President Cyril Ramaphosa will have to write a letter to Parliament in order for the relevant committee to appoint four new board members. (Delwyn Verasamy/M&G)
The SABC halted payments on music royalties for songs used on its television and radio stations last year according to the Southern African Music Rights Organisation (Samro).
City Press reported on Sunday that Samro — in its latest annual report — revealed that the public broadcaster owed the organisation R55.5-million in royalties at the end of June 2018.
“Continuous efforts are still in progress to engage with the SABC management in order resolve the delayed and slow payment of the increasing outstanding balance; so that future distributions are not negatively affected,” Samro said in its report.
According to Samro’s website, the organisation’s “primary role is to administer performing rights on behalf of our members.”
Samro is responsible for collecting license fees from entities who use music such as television and radio broadcasters, retailers and promoters. These fees are then distributed as royalties. Samro pays out about R300-million in royalties to publishers and composers every year but with the SABC not being able to pay out, this amount will be affected.
The SABC had a financially challenging year in 2018 and continues to be dogged by money troubles as it operates under technical insolvency.
In March 2018, the public broadcaster revealed that it had to fork out R22-million to defend former chief operations officer Hlaudi Motsoeneng during his turbulent tenure. Motsoeneng was involved in no less than 15 different cases since the 2013/14 financial year and was eventually removed as COO in 2017.

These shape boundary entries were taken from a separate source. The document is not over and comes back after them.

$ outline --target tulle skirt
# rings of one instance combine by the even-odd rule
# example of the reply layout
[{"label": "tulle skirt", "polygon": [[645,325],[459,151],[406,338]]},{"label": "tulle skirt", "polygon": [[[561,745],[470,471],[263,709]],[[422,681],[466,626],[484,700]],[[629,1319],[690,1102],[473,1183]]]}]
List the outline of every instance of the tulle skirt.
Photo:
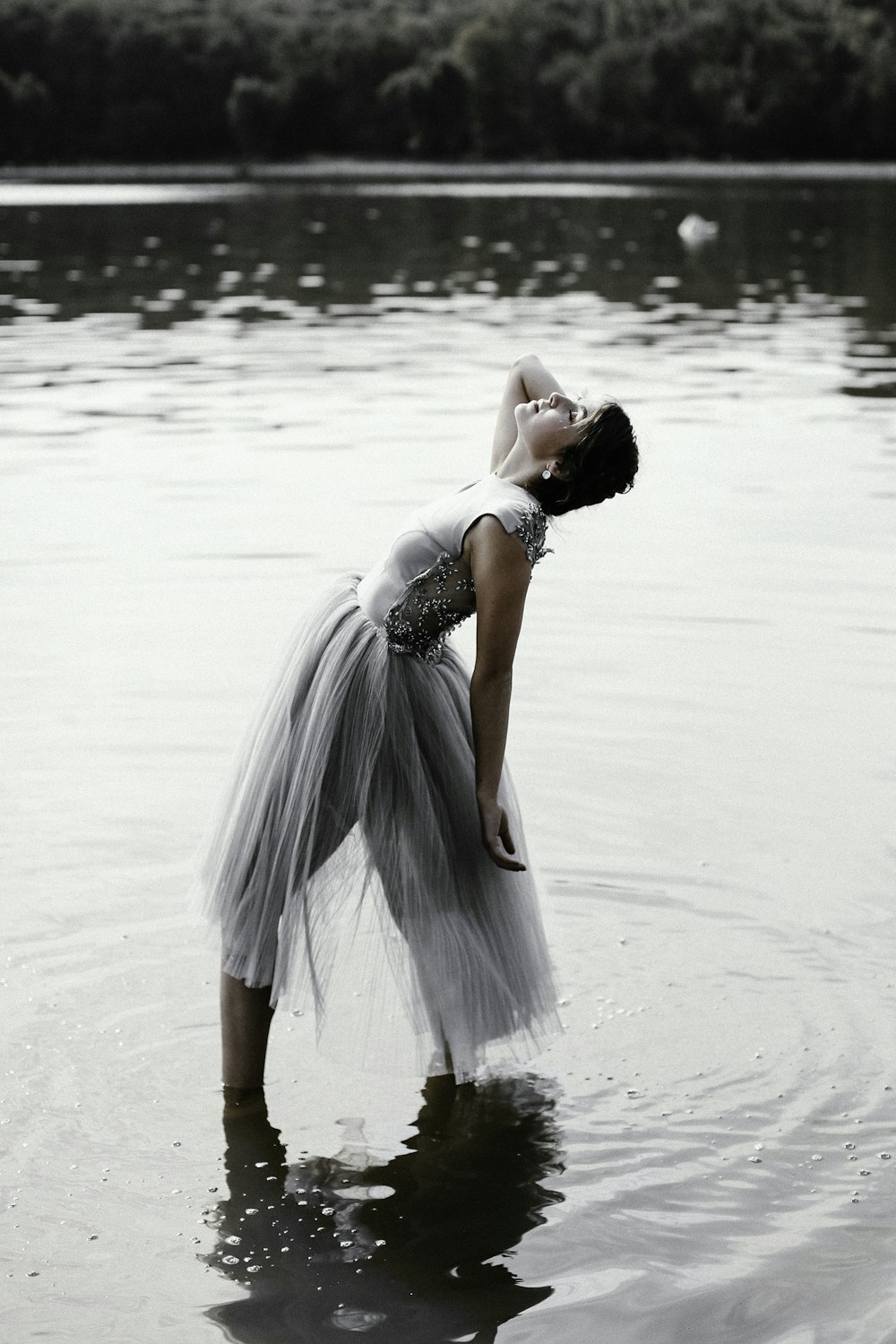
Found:
[{"label": "tulle skirt", "polygon": [[[207,849],[204,910],[224,970],[271,1003],[310,995],[322,1021],[372,909],[365,964],[391,966],[430,1071],[469,1078],[496,1043],[531,1055],[559,1025],[536,884],[480,839],[462,660],[391,652],[356,583],[308,612],[269,689]],[[501,802],[527,862],[506,770]]]}]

In August, chief financial officer Yolande van Biljon told the portfolio committee on communications that the SABC is close to R700-million in debt and that it owes its creditors R694-million, with further accruals of R475-million expected.
In October, the broadcaster announced that it had served a notice of retrenchment to retrench 981 permanent employees and 1 200 freelancers, according to section 189 of the Labour Relations Act.
The national broadcaster’s annual wage bill last year was R3.1-billion. Of this total expense, R12.5-million went to directors, R25-million to members of the executive committee, R500-million to freelancers and R1-billion to different layers of management, according to CEO Madoda Mxakwe.
In the retrenchment notice, the broadcaster said it had already implemented several cost-cutting measures “but that there was simply no manner in which a complete organisational wide restructuring and reductions can be avoided”.